The one and only positive point that every Western commentator, beginning with Barrack Hussein Obama, have pointed to regarding the victory of an Islamist president in Egypt, is that it was done through democracy—through elections, fair and square. It was the “will of the people,” and so must be respected.
Yet, even that, too, is now under question. In fact, last week, Ahmed Shafiq, President Morsi’s secular opponent in the elections, “filed a complaint with the public prosecution alleging numerous irregularities and violations during the presidential runoff elections held in June,” citing “specific instances of alleged forgery, such as rigging ballots and importing pens with removable ink to invalidate them.”
I had written about some of these “numerous irregularities,” including how the Muslim Brotherhood bought votes from Egypt’s many poor by bribing them with food and how Brotherhood official Khairat al-Shater sent a memo to members ordering them to “resort to any method that can change the vote.” Accordingly, in the words of Al Ahram, “the Muslim Brotherhood blockaded entire streets, prevented Copts from voting at gunpoint, and threatened Christian families not to let their children go out and vote.”
One of the most formal proofs, however, has been completely overlooked in the West.
Enter Dr. Saad Eddin Ibrahim, a longtime political dissent who was imprisoned under Hosni Mubarak’s rule, currently an American University of Cairo professor of political science and head of Egypt’s Ibn Khaldun Center, which closely monitored Egypt’s presidential elections. According to him, the secular candidate, Shafiq, did, in fact, defeat the Muslim Brotherhood’s Morsi in the presidential elections, by some 30,000 votes. He has stressed this point on several occasions, most recently on an Egyptian TV program, a translation of which follows:
The elections that brought President Muhammad Morsi to power are of questionable legitimacy. First, the results were withheld for three days. Second, many rumors arose concerning them, about the practice of pressure, threats, and attempts of suicide attacks and the bombing of public properties, all of which caused the Military Council—or so it was said or alleged—to favor the Muslim Brotherhood candidate, despite the rather slight margins that necessitated either an election redo or re-tabulation or at least a vote recount.

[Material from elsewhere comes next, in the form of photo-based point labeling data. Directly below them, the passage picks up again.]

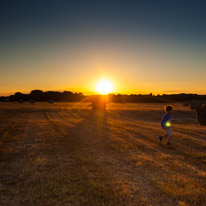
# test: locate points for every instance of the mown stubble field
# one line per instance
(65, 154)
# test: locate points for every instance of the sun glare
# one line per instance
(104, 87)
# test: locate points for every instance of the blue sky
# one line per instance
(141, 46)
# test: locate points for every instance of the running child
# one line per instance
(166, 124)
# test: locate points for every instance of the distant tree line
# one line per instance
(67, 96)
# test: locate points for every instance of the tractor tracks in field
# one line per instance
(12, 123)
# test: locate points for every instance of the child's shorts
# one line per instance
(168, 131)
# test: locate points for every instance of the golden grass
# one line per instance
(65, 154)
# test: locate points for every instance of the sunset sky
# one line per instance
(140, 46)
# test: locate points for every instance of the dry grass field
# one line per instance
(65, 154)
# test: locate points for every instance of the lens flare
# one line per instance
(104, 87)
(168, 124)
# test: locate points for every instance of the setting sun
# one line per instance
(104, 87)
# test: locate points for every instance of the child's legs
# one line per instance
(169, 133)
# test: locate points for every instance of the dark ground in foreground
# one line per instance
(65, 154)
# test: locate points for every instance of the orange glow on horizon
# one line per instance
(104, 87)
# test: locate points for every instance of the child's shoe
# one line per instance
(160, 138)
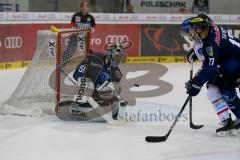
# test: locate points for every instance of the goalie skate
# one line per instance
(228, 128)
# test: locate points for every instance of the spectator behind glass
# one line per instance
(200, 7)
(83, 16)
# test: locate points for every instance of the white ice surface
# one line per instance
(48, 138)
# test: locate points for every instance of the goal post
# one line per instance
(43, 85)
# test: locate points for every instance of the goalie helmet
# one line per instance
(115, 54)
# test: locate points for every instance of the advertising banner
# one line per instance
(117, 33)
(14, 6)
(18, 41)
(165, 39)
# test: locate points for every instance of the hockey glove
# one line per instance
(191, 56)
(192, 88)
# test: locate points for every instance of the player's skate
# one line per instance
(237, 125)
(227, 128)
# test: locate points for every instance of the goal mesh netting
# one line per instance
(42, 84)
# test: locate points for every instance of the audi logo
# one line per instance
(13, 42)
(116, 38)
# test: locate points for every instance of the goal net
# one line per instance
(43, 85)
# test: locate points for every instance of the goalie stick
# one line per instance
(191, 124)
(165, 137)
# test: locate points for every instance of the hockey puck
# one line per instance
(136, 85)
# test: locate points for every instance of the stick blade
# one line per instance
(193, 126)
(154, 139)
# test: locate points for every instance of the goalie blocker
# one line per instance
(93, 100)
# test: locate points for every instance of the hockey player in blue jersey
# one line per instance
(220, 54)
(102, 70)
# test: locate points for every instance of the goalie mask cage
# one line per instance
(43, 85)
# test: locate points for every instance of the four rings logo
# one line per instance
(13, 42)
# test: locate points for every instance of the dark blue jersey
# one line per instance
(95, 68)
(222, 54)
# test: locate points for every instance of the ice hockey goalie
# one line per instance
(97, 80)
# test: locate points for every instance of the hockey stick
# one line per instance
(192, 125)
(63, 72)
(165, 137)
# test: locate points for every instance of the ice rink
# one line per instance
(48, 138)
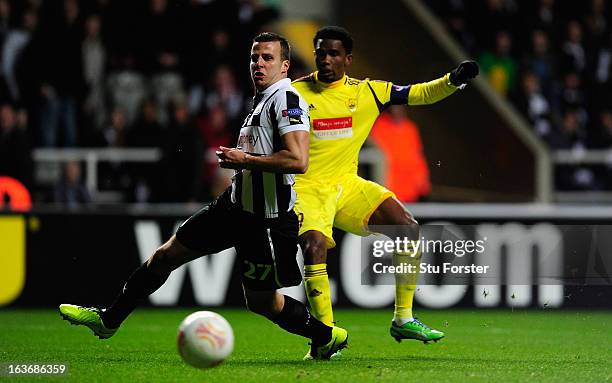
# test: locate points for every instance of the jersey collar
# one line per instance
(274, 87)
(334, 84)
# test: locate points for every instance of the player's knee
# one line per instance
(261, 304)
(314, 249)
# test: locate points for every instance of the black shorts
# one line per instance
(266, 247)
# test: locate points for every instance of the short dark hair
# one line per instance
(271, 36)
(335, 33)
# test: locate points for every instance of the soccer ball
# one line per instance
(205, 339)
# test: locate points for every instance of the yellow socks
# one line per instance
(318, 292)
(405, 284)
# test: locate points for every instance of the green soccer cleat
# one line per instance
(415, 329)
(86, 316)
(332, 348)
(335, 355)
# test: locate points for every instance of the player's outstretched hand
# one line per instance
(465, 71)
(231, 158)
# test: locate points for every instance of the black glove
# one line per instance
(465, 71)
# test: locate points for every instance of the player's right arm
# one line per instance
(292, 158)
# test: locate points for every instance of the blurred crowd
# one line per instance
(168, 74)
(553, 60)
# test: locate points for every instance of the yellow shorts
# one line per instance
(346, 203)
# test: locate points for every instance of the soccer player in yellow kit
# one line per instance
(330, 193)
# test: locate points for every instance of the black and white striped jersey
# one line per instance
(277, 110)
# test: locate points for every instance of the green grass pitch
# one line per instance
(481, 346)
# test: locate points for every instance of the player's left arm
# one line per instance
(435, 90)
(289, 113)
(293, 158)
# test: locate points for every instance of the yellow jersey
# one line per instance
(342, 114)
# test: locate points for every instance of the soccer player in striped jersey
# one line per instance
(255, 215)
(342, 112)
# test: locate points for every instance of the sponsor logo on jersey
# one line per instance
(351, 103)
(333, 128)
(292, 112)
(248, 140)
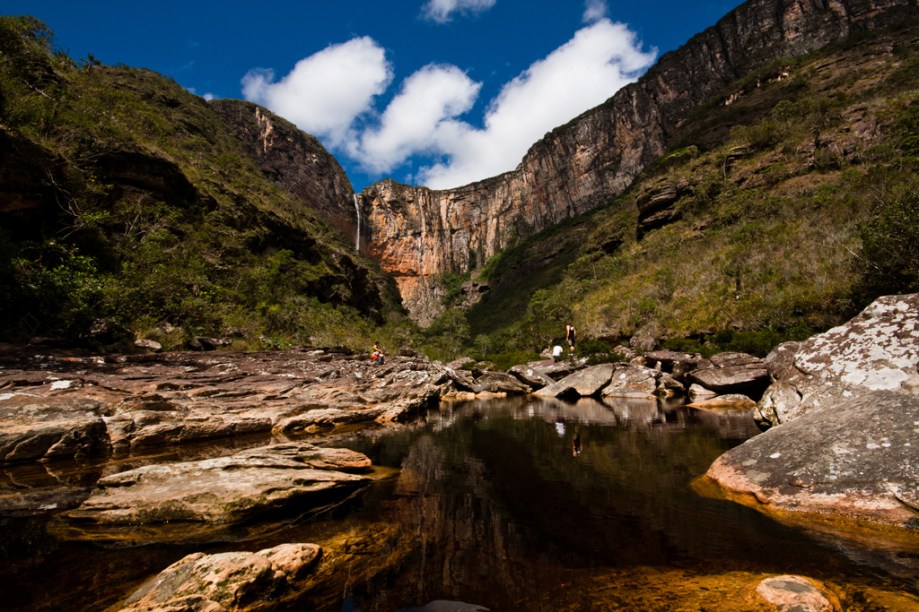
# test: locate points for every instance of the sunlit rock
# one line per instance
(33, 428)
(876, 350)
(797, 593)
(249, 581)
(854, 460)
(222, 490)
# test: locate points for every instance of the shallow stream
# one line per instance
(513, 504)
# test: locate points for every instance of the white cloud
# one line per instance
(580, 75)
(418, 117)
(594, 10)
(331, 95)
(327, 91)
(442, 11)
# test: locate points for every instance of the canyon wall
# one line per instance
(295, 161)
(418, 233)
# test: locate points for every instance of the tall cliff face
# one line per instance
(294, 160)
(418, 233)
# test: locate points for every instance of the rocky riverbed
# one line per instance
(118, 440)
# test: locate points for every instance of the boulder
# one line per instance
(698, 392)
(733, 373)
(222, 490)
(583, 383)
(857, 459)
(228, 581)
(876, 350)
(529, 375)
(676, 363)
(733, 401)
(797, 593)
(500, 383)
(144, 430)
(144, 403)
(639, 382)
(34, 428)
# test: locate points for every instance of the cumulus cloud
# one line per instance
(594, 10)
(326, 92)
(331, 94)
(418, 117)
(442, 11)
(579, 75)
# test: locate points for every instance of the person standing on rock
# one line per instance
(570, 336)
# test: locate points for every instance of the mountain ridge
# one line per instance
(596, 156)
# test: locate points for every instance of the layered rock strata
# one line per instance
(418, 233)
(294, 160)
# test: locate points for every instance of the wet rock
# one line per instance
(676, 363)
(35, 428)
(733, 373)
(150, 401)
(733, 401)
(638, 382)
(248, 581)
(698, 392)
(142, 430)
(797, 593)
(878, 349)
(866, 469)
(149, 345)
(583, 383)
(500, 383)
(530, 375)
(221, 490)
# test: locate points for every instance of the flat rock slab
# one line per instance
(35, 428)
(219, 491)
(876, 350)
(583, 383)
(856, 460)
(55, 405)
(249, 581)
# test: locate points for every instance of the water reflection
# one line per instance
(498, 503)
(503, 503)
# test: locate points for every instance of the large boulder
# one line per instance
(219, 491)
(500, 383)
(639, 382)
(857, 459)
(34, 428)
(583, 383)
(530, 375)
(733, 373)
(248, 581)
(876, 350)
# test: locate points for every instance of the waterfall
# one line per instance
(357, 234)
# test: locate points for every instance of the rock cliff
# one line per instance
(418, 233)
(294, 160)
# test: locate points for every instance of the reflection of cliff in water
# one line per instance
(498, 504)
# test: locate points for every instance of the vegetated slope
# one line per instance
(125, 198)
(789, 202)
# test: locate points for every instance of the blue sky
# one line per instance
(429, 92)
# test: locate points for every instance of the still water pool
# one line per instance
(508, 504)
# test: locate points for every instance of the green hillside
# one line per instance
(779, 214)
(128, 208)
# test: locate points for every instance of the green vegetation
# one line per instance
(130, 201)
(797, 207)
(127, 199)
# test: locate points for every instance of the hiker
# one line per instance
(556, 353)
(377, 355)
(570, 335)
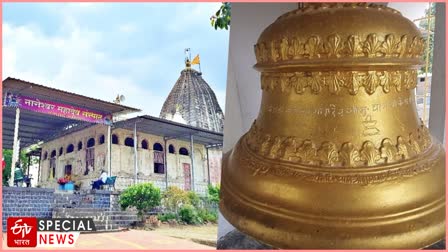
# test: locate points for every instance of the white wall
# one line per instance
(243, 82)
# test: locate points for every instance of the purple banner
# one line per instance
(57, 109)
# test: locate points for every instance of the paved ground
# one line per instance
(203, 234)
(132, 239)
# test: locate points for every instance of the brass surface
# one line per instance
(337, 157)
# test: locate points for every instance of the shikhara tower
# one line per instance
(193, 102)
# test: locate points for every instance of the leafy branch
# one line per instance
(221, 19)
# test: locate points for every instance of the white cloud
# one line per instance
(74, 60)
(70, 63)
(127, 28)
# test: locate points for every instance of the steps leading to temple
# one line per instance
(104, 219)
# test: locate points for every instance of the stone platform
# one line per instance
(238, 240)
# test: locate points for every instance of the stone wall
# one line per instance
(98, 199)
(21, 201)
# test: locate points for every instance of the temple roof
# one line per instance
(193, 102)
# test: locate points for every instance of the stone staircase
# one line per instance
(104, 219)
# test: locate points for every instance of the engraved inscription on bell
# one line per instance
(337, 157)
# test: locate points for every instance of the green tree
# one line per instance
(423, 24)
(7, 155)
(221, 19)
(143, 197)
(213, 193)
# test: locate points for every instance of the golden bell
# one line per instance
(337, 157)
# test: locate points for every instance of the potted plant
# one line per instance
(62, 182)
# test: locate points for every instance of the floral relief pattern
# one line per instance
(307, 152)
(298, 82)
(336, 46)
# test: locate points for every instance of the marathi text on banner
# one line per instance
(57, 109)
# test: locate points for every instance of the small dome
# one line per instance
(192, 99)
(339, 34)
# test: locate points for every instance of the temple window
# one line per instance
(102, 139)
(114, 139)
(159, 158)
(91, 143)
(145, 144)
(183, 151)
(70, 148)
(171, 149)
(129, 142)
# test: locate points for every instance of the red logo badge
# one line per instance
(22, 231)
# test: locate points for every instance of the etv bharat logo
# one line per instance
(22, 232)
(46, 232)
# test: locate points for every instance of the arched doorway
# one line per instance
(90, 156)
(52, 164)
(159, 158)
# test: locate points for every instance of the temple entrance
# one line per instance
(187, 176)
(90, 160)
(159, 159)
(68, 170)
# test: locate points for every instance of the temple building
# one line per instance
(182, 148)
(193, 102)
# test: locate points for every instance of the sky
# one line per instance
(104, 49)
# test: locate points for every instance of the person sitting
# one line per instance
(101, 181)
(18, 175)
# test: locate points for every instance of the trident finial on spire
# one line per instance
(187, 57)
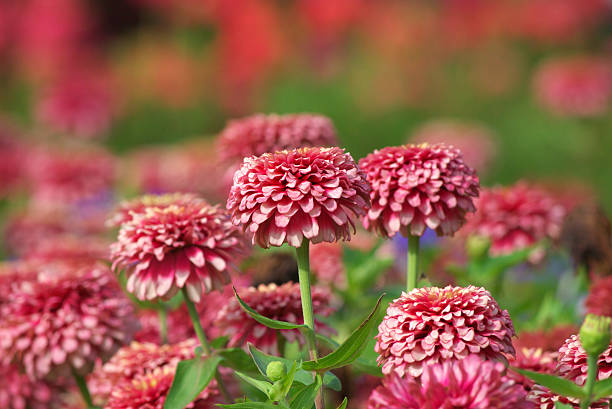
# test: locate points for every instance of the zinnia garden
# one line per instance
(306, 204)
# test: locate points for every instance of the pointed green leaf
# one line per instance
(350, 349)
(268, 322)
(602, 389)
(558, 385)
(190, 379)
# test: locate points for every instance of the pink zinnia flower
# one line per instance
(277, 302)
(580, 86)
(418, 186)
(515, 217)
(428, 325)
(187, 244)
(600, 293)
(259, 134)
(65, 318)
(149, 391)
(572, 361)
(287, 196)
(469, 384)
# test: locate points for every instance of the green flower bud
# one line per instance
(276, 371)
(595, 334)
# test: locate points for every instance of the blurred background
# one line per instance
(522, 86)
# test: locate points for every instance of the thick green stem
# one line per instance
(302, 253)
(82, 384)
(412, 265)
(591, 379)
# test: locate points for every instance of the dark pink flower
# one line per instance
(287, 196)
(259, 134)
(468, 384)
(65, 318)
(277, 302)
(515, 217)
(428, 325)
(580, 86)
(572, 361)
(187, 244)
(418, 186)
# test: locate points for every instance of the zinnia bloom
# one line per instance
(186, 244)
(468, 384)
(287, 196)
(419, 186)
(428, 325)
(515, 217)
(259, 134)
(65, 318)
(580, 86)
(572, 361)
(598, 300)
(277, 302)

There is, of course, another reason why the Military Council favored Morsi: the Obama administration pressured it. After all, it was precisely during those three days that U.S. Secretary of State Hillary Clinton, as Andrew McCarthy put it, did “her part to help the Muslim Brotherhood,” by pressuring the military to surrender power and portraying its delay to proclaim a winner as “clearly troubling”—words better reserved for the Muslim Brotherhood’s anti-democratic tactics.
Saad Eddin continues:
We here at the Ibn Khaldun Center, through 7,000 field monitors, monitored the elections, and, according to our data, Shafiq won these elections, by a margin of 30,000 votes.
He further went on to confirm, according to Gate Ahram (translated by Coptic Solidarity) that the “Ibn Khaldun Center had announced the result directly after the end of the voting process, and a report was being issued every 8 hours, pointing out that several other centers had announced the same result [victory of Shafiq], while others had monitored it but were too intimidated to announce it. [Saad Eddin] Ibrahim added that a delegation from the Muslim Brotherhood traveled to the US right before the second election round. Brotherhood members were expecting the US to formally deny this, but the US ambassador and other sources have confirmed the trip, allowing no room for denial.”
It appears, then, that the one saving grace concerning the victory of an Islamist president—that he was elected through a fair, democratic process—is no saving grace at all; and history will record that, through deceit, bribes, violence and threats, the Islamists took control of Egypt, turning it into a hostile Sharia-state, against the will of the majority—and all with the Obama administration’s help.